Producenci patrzą daleko w przód

Choć same zakupy mobilne nie są jeszcze idealne, nie oznacza to jednak, że firmy nie zamierzają z nich korzystać. Mało tego, największe koncerny wybiegają w przyszłość jeszcze dalej i zastanawiają się na czym będą musieli się skupić po erze zakupów dokonywanych przez smartfony. Zdaniem Stephane’a Berube’a – Chief Marketing Officera L’Oreal na Europę Zachodnią, jednym z priorytetów będzie skupienie się na sprzedaży z wykorzystaniem asystentów głosowych, takich jak Amazon Echo czy Google Home.

Photo

„Rozmawiające komputery” poza obsługą zsynchronizowanych z nimi urządzeń w mieszkaniach i odpowiadaniem na zapytania, będą też podpowiadać jaki wybrać dzisiaj makijaż. Doradzą też jaki zastosować krem i który zapach pasuje najlepiej do konkretnej okazji.

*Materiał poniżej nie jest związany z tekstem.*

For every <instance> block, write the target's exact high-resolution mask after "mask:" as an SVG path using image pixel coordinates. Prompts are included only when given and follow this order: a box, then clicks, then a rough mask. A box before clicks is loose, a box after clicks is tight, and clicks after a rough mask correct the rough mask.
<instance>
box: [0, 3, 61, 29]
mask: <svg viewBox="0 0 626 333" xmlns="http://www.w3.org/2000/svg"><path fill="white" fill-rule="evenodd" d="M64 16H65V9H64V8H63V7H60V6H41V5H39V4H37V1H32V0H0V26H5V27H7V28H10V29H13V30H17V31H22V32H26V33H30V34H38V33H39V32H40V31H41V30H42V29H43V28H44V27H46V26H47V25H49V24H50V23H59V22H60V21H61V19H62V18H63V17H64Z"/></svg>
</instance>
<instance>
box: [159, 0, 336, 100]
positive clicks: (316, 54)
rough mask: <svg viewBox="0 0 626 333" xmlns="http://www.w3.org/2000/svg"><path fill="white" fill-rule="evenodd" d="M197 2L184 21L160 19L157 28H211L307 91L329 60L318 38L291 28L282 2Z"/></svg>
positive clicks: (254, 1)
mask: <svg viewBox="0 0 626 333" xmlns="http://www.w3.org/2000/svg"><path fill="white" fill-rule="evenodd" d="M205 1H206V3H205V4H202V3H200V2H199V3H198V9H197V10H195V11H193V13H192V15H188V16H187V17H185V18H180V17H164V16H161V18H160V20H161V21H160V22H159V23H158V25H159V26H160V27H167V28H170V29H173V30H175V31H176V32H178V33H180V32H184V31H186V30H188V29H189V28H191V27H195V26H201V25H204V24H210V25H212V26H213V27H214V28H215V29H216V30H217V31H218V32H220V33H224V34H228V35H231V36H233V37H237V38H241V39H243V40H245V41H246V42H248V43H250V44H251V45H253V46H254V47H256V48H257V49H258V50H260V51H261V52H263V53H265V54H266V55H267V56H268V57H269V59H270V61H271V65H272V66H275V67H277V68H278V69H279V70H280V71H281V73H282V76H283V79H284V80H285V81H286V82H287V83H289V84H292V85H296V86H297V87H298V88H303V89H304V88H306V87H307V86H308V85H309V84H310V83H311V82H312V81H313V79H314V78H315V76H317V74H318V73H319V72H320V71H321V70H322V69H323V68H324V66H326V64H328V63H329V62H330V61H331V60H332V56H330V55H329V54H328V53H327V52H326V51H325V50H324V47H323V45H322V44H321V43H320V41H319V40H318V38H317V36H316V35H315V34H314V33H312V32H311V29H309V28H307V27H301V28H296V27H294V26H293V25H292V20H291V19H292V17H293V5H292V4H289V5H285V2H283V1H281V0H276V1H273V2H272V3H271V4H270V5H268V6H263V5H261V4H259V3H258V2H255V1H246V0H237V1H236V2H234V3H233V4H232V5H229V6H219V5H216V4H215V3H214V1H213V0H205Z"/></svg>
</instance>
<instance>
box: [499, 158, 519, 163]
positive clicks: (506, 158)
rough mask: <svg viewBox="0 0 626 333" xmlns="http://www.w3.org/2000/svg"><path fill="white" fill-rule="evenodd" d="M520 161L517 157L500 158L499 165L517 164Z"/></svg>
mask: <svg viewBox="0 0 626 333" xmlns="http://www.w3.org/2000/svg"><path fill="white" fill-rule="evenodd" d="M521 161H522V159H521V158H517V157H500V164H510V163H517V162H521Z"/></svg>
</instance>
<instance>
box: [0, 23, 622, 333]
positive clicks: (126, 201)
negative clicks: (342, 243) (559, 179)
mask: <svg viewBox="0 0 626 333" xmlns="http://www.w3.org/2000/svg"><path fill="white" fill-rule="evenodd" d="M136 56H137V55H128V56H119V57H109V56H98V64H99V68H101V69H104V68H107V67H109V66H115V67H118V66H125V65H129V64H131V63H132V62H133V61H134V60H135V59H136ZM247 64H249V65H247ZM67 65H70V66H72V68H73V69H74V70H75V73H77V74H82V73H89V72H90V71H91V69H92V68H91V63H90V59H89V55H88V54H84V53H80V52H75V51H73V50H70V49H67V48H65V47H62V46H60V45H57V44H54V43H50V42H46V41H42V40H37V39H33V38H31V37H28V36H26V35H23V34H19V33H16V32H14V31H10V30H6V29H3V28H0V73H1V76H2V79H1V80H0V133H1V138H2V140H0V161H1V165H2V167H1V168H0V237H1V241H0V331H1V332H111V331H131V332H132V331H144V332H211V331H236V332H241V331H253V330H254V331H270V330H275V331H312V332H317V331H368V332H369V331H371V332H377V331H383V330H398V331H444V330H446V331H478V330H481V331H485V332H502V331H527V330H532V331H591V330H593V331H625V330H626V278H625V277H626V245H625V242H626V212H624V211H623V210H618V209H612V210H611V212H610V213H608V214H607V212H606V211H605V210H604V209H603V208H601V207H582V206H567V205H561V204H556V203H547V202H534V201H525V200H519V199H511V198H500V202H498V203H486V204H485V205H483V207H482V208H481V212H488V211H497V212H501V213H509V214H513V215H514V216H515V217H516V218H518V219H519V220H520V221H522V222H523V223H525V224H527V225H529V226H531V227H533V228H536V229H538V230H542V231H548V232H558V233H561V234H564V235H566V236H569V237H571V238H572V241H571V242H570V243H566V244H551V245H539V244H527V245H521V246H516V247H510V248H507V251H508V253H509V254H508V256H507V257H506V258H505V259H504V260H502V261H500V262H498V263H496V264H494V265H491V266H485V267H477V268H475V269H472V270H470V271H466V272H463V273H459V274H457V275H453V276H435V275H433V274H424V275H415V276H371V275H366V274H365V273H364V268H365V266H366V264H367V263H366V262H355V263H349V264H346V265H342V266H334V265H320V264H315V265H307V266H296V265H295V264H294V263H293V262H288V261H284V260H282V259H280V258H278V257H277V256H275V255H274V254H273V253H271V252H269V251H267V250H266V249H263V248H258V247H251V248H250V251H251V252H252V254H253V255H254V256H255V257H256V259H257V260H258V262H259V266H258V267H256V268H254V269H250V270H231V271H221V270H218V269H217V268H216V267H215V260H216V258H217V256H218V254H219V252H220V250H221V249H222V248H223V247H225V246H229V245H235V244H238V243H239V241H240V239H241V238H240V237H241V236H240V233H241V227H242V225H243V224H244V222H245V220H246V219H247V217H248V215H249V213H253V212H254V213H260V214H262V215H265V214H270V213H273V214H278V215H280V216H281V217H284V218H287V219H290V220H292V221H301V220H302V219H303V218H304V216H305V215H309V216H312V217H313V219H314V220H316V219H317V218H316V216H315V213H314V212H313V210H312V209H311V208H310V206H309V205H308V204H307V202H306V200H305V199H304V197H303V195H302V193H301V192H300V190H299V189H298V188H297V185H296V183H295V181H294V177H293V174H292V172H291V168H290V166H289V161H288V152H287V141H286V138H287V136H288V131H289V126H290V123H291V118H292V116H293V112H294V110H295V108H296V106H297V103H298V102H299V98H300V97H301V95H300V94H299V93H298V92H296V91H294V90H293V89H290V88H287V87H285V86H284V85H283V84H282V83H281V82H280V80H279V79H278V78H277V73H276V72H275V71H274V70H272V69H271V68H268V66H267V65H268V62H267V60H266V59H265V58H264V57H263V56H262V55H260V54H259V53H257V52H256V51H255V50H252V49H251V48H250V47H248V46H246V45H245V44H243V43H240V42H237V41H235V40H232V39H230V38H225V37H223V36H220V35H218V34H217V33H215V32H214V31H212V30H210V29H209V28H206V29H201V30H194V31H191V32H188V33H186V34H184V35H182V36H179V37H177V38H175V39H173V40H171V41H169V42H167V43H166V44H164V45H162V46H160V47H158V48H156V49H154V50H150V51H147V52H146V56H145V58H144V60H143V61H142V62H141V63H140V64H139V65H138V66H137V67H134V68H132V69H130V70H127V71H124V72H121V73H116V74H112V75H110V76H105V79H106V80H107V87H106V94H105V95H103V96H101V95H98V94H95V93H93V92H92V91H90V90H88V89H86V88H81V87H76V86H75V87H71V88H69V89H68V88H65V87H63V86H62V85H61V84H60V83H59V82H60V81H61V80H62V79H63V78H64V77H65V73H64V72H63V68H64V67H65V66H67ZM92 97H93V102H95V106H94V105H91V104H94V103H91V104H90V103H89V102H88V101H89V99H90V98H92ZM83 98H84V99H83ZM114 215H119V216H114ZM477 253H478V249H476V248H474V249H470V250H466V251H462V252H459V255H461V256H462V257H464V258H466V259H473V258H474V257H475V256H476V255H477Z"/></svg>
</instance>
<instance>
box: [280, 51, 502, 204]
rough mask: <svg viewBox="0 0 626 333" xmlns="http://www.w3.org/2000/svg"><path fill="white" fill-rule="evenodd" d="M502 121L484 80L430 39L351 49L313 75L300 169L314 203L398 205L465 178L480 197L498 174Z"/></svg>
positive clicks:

Na rynek wkraczają też asystenci głosowi z ekranem i kamerą. W urządzeniach z wyświetlaczem, takich jak Amazon Echo Show świetnie sprawdzą się aplikacje makijażowe pokroju Modiface. Już teraz współpracę z Amazonem nawiązał międzynarodowy koncern Coty, który zamierza stworzyć dla tej platformy swoją aplikację „Let’s Get Ready”. Firmy kosmetyczne i perfumeryjne współpracujące na bieżąco z pionierami rynku nowych technologii najlepiej pokazuje w jakim kierunku idzie rynek i jak ważnym jego elementem w najbliższym czasie będą urządzenia mobilne i inne nowinki technologiczne.